Rents rose rapidly in Sonoma County last year and vacant apartments became increasingly scarce, according to two new reports that conclude the region has become one of the tightest rental markets in the nation.

The county's average rent jumped to $1,438 last year, up 12.2 percent, the largest percentage increase among the 41 metropolitan areas tracked by RealFacts, a Novato-based apartment market research firm.

Only San Jose and San Francisco/Oakland had larger dollar increases in rents last year. San Jose's rents jumped 10.1 percent to $2,153 and San Francisco/Oakland, which includes Marin County and a large swath of the Bay Area, saw rents increase 9.8 percent to $2,044.

Another rent research firm, Dallas-based Axiometrics, ranked Sonoma County third among the 90 top metro areas for occupancy rates.

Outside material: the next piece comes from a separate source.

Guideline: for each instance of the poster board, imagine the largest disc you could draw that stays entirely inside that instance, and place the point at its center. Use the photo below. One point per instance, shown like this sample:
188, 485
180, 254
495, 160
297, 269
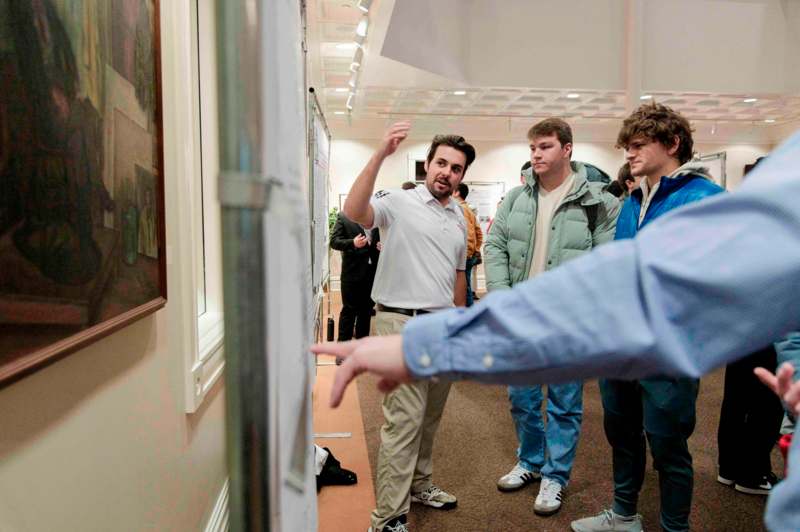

The firm found that 96.9 percent of the apartments in Sonoma County were occupied in December. Only two communities had higher occupancy rates: Naples, Fla., at 97.5 percent, and Lansing, Mich., at 97.0 percent.

Apartment rents changed little in Sonoma County during the Great Recession. But rents have been rising as the economy strengthens, increasing 3 percent in 2011 and nearly 5 percent in 2012.

The data cited in the two reports issued this week is skewed toward larger apartment complexes with more amenities, said Scott A. Gerber, senior vice president with Cassidy Turley, a commercial real estate firm in San Rafael.

“Everybody isn't getting squeezed 10 and 12 percent,” Gerber said. “They're not.”

Jock McNeill, president of Alliance Property Management in Santa Rosa, said property owners typically are raising rents about 5 percent when new tenants move into the homes and smaller multi-unit properties that he manages. Existing rates also are raised “as needed.”

The 700 units he manages are about 98 percent occupied, he said.

RealFacts spokesman Nick Grotjahn said rents are likely to keep rising because few new apartments will be built in Sonoma County, even as the economy improves.

Landlords, he said, “know when a unit becomes available, they'll have 10 people in line.”